Scale and Charts Emojis by OpenMoji (CC BY-SA 4.0) via Streamline.
Machine learning models are increasingly used to make high-stakes decisions, from predicting who gets a loan to estimating the likelihood that someone will reoffend. But these models are only as good as the data they learn from [Shahbazi 2023]. If the training data is biased, the model’s decisions will likely be biased too [Hort 2024, Pagano 2023].
However, precisely measuring data bias in a way that is appropriate for the task at hand, and correcting it with formal guarantees, remains an open challenge [Hort 2024]. In this context, a sensitive attribute is a characteristic like gender or race that defines a demographic group we want to protect from discrimination, and an outcome is the decision or label assigned to each individual, such as whether a loan is approved.
In our paper, A Principled Approach for Data Bias Mitigation, presented at AIES 2025, we introduce Uniform Bias (UB), a new way to measure data bias, along with a mitigation algorithm that comes with mathematical guarantees.
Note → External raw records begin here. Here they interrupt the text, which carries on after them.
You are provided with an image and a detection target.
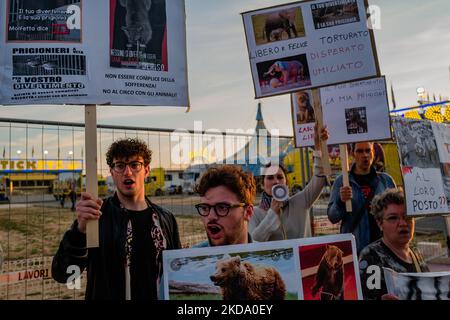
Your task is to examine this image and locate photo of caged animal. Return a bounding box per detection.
[119,0,153,47]
[210,256,286,300]
[312,245,344,300]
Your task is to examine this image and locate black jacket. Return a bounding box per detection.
[52,195,181,300]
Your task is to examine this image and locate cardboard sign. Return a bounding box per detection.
[392,117,450,215]
[0,0,188,106]
[242,0,380,98]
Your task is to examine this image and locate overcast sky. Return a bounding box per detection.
[0,0,450,135]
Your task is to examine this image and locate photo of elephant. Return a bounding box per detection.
[252,7,305,46]
[311,0,359,29]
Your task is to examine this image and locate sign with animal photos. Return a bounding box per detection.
[392,117,450,215]
[320,77,392,144]
[0,0,189,106]
[383,268,450,300]
[163,234,362,300]
[242,0,380,98]
[291,77,391,148]
[291,90,316,148]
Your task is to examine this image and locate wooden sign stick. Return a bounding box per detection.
[339,144,352,212]
[443,216,450,257]
[311,89,331,176]
[84,105,99,248]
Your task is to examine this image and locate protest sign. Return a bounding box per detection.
[320,77,391,144]
[383,267,450,300]
[163,234,362,300]
[291,90,316,148]
[0,0,188,106]
[242,0,380,98]
[392,117,450,215]
[291,77,391,147]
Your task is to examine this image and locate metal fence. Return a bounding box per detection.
[0,118,298,300]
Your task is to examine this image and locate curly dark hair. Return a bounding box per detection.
[195,165,256,204]
[106,138,152,168]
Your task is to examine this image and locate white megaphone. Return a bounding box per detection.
[272,184,289,202]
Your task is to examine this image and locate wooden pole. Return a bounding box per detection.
[311,89,331,176]
[443,216,450,257]
[84,105,99,248]
[339,144,352,212]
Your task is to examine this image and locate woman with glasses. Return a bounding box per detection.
[359,188,429,300]
[249,124,328,241]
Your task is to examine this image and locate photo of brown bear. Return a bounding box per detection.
[210,256,286,300]
[312,245,344,300]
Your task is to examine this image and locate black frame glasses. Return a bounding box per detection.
[111,161,144,173]
[195,202,247,217]
[383,215,413,224]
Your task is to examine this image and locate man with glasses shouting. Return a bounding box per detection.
[194,165,256,248]
[52,139,181,300]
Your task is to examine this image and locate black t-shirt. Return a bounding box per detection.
[353,170,381,242]
[128,207,157,300]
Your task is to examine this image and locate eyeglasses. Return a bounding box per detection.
[111,161,144,173]
[195,202,247,217]
[383,215,413,224]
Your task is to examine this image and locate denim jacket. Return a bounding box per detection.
[327,167,396,254]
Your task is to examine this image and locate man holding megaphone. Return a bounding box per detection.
[249,124,328,241]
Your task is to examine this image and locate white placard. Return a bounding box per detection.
[0,0,188,106]
[291,90,316,148]
[320,77,391,144]
[163,234,362,300]
[242,0,379,98]
[392,117,450,215]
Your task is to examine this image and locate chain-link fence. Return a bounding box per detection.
[0,119,445,300]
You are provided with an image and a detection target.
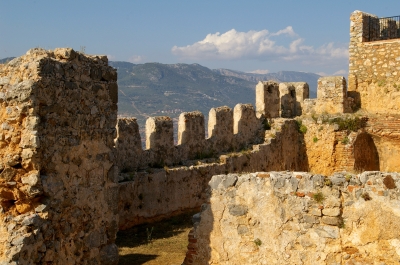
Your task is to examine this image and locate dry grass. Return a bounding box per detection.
[116,210,193,265]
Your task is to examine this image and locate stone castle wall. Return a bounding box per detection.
[348,11,400,113]
[119,119,308,229]
[116,81,309,172]
[0,49,118,264]
[183,171,400,265]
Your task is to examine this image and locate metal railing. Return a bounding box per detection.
[369,16,400,41]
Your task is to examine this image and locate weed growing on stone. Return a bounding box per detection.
[324,179,332,187]
[345,174,351,182]
[311,114,318,122]
[378,80,386,87]
[195,150,216,160]
[164,166,169,175]
[338,219,346,229]
[297,120,307,134]
[340,136,350,145]
[254,238,262,247]
[328,117,362,132]
[313,192,325,203]
[361,192,372,201]
[146,226,154,243]
[263,119,271,131]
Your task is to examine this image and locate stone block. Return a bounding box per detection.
[315,76,347,114]
[256,81,280,118]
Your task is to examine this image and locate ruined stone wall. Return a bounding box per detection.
[0,49,118,264]
[348,11,400,113]
[116,104,266,172]
[364,116,400,171]
[315,76,348,114]
[279,82,309,118]
[119,119,308,229]
[302,115,380,176]
[183,171,400,265]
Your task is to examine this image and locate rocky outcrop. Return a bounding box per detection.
[0,48,118,265]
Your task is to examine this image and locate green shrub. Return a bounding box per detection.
[254,238,262,247]
[297,120,307,134]
[313,192,325,203]
[329,117,362,132]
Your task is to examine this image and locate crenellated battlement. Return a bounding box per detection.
[116,76,358,172]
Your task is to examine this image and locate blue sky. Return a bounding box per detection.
[0,0,400,75]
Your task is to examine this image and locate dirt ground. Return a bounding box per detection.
[116,210,194,265]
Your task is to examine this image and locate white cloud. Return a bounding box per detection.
[316,69,348,76]
[248,69,269,75]
[333,69,347,76]
[171,26,348,64]
[128,55,144,63]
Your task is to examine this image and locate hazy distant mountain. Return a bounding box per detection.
[109,61,319,118]
[0,57,15,64]
[109,62,255,118]
[213,69,321,98]
[0,57,319,124]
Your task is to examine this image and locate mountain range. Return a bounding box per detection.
[0,57,320,133]
[109,61,320,124]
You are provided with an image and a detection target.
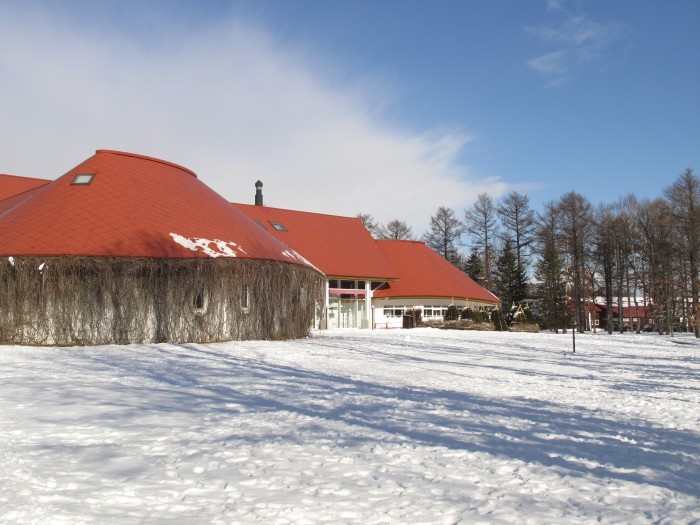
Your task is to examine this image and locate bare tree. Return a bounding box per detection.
[496,191,535,272]
[664,168,700,337]
[595,205,616,334]
[635,199,678,333]
[535,202,568,330]
[356,213,381,239]
[423,206,464,266]
[558,191,593,332]
[464,193,498,290]
[378,219,414,241]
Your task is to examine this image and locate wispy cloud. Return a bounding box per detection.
[0,3,511,233]
[526,0,628,86]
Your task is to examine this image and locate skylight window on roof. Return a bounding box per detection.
[71,173,95,186]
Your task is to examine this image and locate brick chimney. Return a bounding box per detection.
[255,181,262,206]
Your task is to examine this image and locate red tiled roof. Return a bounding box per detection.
[613,305,654,318]
[234,204,398,281]
[374,240,499,304]
[0,174,51,201]
[0,150,318,264]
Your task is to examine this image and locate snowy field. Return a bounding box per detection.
[0,329,700,524]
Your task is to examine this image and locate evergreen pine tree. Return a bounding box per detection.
[494,240,527,314]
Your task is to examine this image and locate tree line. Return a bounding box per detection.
[358,168,700,337]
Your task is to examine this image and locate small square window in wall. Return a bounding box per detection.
[71,173,95,186]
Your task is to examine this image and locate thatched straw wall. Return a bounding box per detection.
[0,257,323,345]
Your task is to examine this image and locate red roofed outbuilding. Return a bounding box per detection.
[374,240,499,328]
[234,204,398,328]
[0,150,323,344]
[235,199,499,328]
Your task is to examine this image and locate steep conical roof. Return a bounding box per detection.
[0,150,308,265]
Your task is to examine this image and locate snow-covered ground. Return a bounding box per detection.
[0,329,700,524]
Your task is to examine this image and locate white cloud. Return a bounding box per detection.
[526,5,628,86]
[0,4,511,234]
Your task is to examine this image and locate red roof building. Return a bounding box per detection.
[0,150,307,265]
[235,199,499,328]
[0,150,323,344]
[0,174,51,201]
[234,204,398,281]
[374,240,499,306]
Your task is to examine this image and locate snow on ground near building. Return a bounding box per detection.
[0,329,700,524]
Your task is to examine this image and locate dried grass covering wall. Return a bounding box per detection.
[0,257,323,345]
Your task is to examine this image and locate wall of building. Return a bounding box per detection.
[0,257,324,345]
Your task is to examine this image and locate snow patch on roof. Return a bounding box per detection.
[282,248,325,275]
[170,233,246,258]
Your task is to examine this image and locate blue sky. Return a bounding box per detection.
[0,0,700,235]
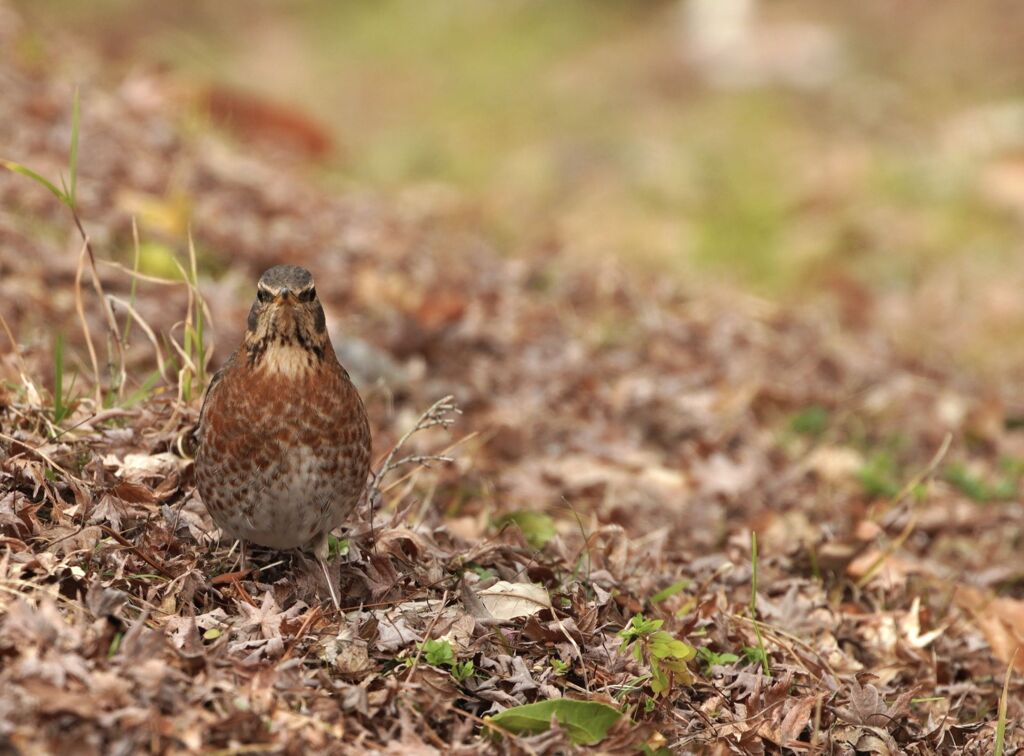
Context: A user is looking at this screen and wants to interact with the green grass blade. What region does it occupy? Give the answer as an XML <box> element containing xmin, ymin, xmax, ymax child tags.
<box><xmin>0</xmin><ymin>160</ymin><xmax>69</xmax><ymax>205</ymax></box>
<box><xmin>53</xmin><ymin>333</ymin><xmax>68</xmax><ymax>425</ymax></box>
<box><xmin>67</xmin><ymin>87</ymin><xmax>81</xmax><ymax>208</ymax></box>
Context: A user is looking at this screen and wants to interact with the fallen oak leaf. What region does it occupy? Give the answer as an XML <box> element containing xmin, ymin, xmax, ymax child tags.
<box><xmin>476</xmin><ymin>580</ymin><xmax>551</xmax><ymax>621</ymax></box>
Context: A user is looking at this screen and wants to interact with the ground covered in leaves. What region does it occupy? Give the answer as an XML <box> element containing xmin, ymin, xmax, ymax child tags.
<box><xmin>0</xmin><ymin>7</ymin><xmax>1024</xmax><ymax>754</ymax></box>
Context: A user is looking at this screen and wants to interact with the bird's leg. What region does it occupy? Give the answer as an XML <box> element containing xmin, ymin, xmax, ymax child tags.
<box><xmin>313</xmin><ymin>531</ymin><xmax>341</xmax><ymax>612</ymax></box>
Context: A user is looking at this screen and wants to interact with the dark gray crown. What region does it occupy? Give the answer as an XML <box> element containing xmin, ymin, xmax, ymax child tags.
<box><xmin>257</xmin><ymin>265</ymin><xmax>313</xmax><ymax>293</ymax></box>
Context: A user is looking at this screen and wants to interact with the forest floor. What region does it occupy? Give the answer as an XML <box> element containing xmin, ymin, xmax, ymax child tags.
<box><xmin>0</xmin><ymin>7</ymin><xmax>1024</xmax><ymax>754</ymax></box>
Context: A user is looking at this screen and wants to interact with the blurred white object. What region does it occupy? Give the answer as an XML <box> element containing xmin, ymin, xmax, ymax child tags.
<box><xmin>680</xmin><ymin>0</ymin><xmax>842</xmax><ymax>89</ymax></box>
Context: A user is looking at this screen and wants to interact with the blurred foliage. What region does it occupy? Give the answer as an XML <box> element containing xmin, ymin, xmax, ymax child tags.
<box><xmin>12</xmin><ymin>0</ymin><xmax>1024</xmax><ymax>307</ymax></box>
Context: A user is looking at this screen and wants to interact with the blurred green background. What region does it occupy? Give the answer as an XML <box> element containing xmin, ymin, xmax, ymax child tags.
<box><xmin>12</xmin><ymin>0</ymin><xmax>1024</xmax><ymax>363</ymax></box>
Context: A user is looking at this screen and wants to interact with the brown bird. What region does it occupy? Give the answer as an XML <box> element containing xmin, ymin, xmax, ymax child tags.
<box><xmin>196</xmin><ymin>265</ymin><xmax>371</xmax><ymax>605</ymax></box>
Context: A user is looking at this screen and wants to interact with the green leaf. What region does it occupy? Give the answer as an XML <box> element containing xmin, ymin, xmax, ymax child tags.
<box><xmin>650</xmin><ymin>630</ymin><xmax>697</xmax><ymax>661</ymax></box>
<box><xmin>452</xmin><ymin>660</ymin><xmax>476</xmax><ymax>682</ymax></box>
<box><xmin>421</xmin><ymin>639</ymin><xmax>455</xmax><ymax>667</ymax></box>
<box><xmin>486</xmin><ymin>699</ymin><xmax>623</xmax><ymax>746</ymax></box>
<box><xmin>697</xmin><ymin>645</ymin><xmax>739</xmax><ymax>669</ymax></box>
<box><xmin>498</xmin><ymin>509</ymin><xmax>555</xmax><ymax>549</ymax></box>
<box><xmin>650</xmin><ymin>580</ymin><xmax>690</xmax><ymax>603</ymax></box>
<box><xmin>67</xmin><ymin>87</ymin><xmax>80</xmax><ymax>209</ymax></box>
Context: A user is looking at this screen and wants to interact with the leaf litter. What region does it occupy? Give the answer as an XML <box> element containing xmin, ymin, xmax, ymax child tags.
<box><xmin>0</xmin><ymin>4</ymin><xmax>1024</xmax><ymax>754</ymax></box>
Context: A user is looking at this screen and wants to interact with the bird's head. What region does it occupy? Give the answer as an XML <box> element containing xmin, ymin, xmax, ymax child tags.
<box><xmin>244</xmin><ymin>265</ymin><xmax>331</xmax><ymax>372</ymax></box>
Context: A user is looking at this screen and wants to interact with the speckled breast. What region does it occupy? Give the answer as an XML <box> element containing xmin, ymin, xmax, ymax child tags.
<box><xmin>196</xmin><ymin>354</ymin><xmax>371</xmax><ymax>549</ymax></box>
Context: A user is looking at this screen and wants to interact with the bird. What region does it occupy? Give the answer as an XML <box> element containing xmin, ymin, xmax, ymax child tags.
<box><xmin>195</xmin><ymin>265</ymin><xmax>372</xmax><ymax>608</ymax></box>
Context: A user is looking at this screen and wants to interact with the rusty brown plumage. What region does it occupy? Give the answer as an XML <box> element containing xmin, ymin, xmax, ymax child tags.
<box><xmin>196</xmin><ymin>265</ymin><xmax>371</xmax><ymax>565</ymax></box>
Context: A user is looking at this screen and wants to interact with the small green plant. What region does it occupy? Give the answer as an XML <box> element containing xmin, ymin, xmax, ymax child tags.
<box><xmin>327</xmin><ymin>534</ymin><xmax>349</xmax><ymax>559</ymax></box>
<box><xmin>697</xmin><ymin>645</ymin><xmax>739</xmax><ymax>673</ymax></box>
<box><xmin>420</xmin><ymin>638</ymin><xmax>455</xmax><ymax>667</ymax></box>
<box><xmin>943</xmin><ymin>459</ymin><xmax>1021</xmax><ymax>503</ymax></box>
<box><xmin>618</xmin><ymin>615</ymin><xmax>696</xmax><ymax>696</ymax></box>
<box><xmin>497</xmin><ymin>509</ymin><xmax>555</xmax><ymax>549</ymax></box>
<box><xmin>650</xmin><ymin>579</ymin><xmax>690</xmax><ymax>603</ymax></box>
<box><xmin>420</xmin><ymin>638</ymin><xmax>476</xmax><ymax>682</ymax></box>
<box><xmin>452</xmin><ymin>659</ymin><xmax>476</xmax><ymax>682</ymax></box>
<box><xmin>741</xmin><ymin>645</ymin><xmax>768</xmax><ymax>667</ymax></box>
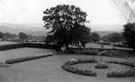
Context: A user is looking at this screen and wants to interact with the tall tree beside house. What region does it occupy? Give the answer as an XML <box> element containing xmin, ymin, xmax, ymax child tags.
<box><xmin>90</xmin><ymin>32</ymin><xmax>100</xmax><ymax>42</ymax></box>
<box><xmin>43</xmin><ymin>5</ymin><xmax>90</xmax><ymax>50</ymax></box>
<box><xmin>123</xmin><ymin>23</ymin><xmax>135</xmax><ymax>49</ymax></box>
<box><xmin>19</xmin><ymin>32</ymin><xmax>28</xmax><ymax>42</ymax></box>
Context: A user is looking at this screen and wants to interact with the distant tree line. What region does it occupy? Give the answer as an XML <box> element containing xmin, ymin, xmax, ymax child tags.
<box><xmin>0</xmin><ymin>32</ymin><xmax>46</xmax><ymax>42</ymax></box>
UB stands out because it is interpretable, naturally handles multiple sensitive attributes and non-binary outcomes, and directly supports explainable mitigation strategies, making it a valuable addition to the Machine Learning (ML) fairness toolkit.
Imagine a bank wants to build a model to predict whether someone will pay back a loan. As is common practice in ML, the data science team of the bank decides to train a model based on a publicly available dataset, in this case the Adult dataset [Adult UCI]. The dataset contains demographic information for thousands of individuals, including whether each person earns more than $50,000 per year. The bank plans to use this income threshold to decide who gets a loan.
Upon inspection, the data scientists notice a troubling pattern: only about 11% of women in the dataset earn above $50,000, compared to roughly 31% of men. If the bank trains a model on this data as-is, it could systematically deny loans to women who would actually pay them back. The data is biased, and the bank needs to fix it before proceeding.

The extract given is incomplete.